Las autorizaciones fueron concedidas a las compañías Kutek Energía S.A., para su parque solar Lavalle (en territorio mendocino); Walta Energía S.A., para el parque Luján de Cuyo, en la misma provincia; y Fieldfare Argentina II SRL, para su central Proyecto Solar FV La Puna.

La habilitación solicitada por Kutek corresponde a una potencia de 20,2 Mw mientras el emprendimiento de Walta añadirá 25 Mw, y en ambos casos la electricidad generada se conectará con estaciones transformadoras vinculadas a instalaciones de Edemsa (la Empresa Distribuidora de Electricidad de Mendoza S.A.).

Fieldfare, en tanto, aportará 100 Mw de potencia nominal desde su central instalada en el departamento salteño de Los Andes, y se conectará al Sistema Argentino de Interconexión a través de la línea de alta tensión Cobos-Andes, operada por el transportista internacional Interandes S.A.

El suministro de los tres proyectos se asimila al de una central termoeléctrica pequeña, si bien supera ampliamente al de generadores como algunos de Pampa Energía (como Piquirenda, en Salta, 30 Mw) y de Albanesi (Riojana, en La Rioja, 40 Mw; Generación Frías y La Banda, Santiago del Estero, 60 y 32 Mw, respectivamente).

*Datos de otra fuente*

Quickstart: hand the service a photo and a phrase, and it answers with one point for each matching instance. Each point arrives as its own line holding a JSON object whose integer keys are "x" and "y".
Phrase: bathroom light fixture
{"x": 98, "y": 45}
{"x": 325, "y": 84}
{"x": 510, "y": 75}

A modo de comparación, los nuevos emprendimientos solares equivalen asimismo a otras tres centrales térmicas del mismo grupo Albanesi: Independencia, en Tucumán, de 120 Mw; Roca, en Río Negro, de 130 Mw; y Solalban, en Bahía Blanca, de 120 Mw.

Las autorizaciones oficiales a las centrales mendocinas y salteña se formalizaron a través de las resoluciones 231 a 233 de la Secretaría de Energía Eléctrica, que firma su titular, Alejandro Sruoga, y se publican en el Boletín Oficial.

El visto bueno nacional se otorgó luego de que los gobiernos de Mendoza y Salta aprobaran los respectivos estudios de impacto ambiental y social de las nuevas centrales, así como las exigencias de la normativa vigente en cuanto a documentación societaria y comercial.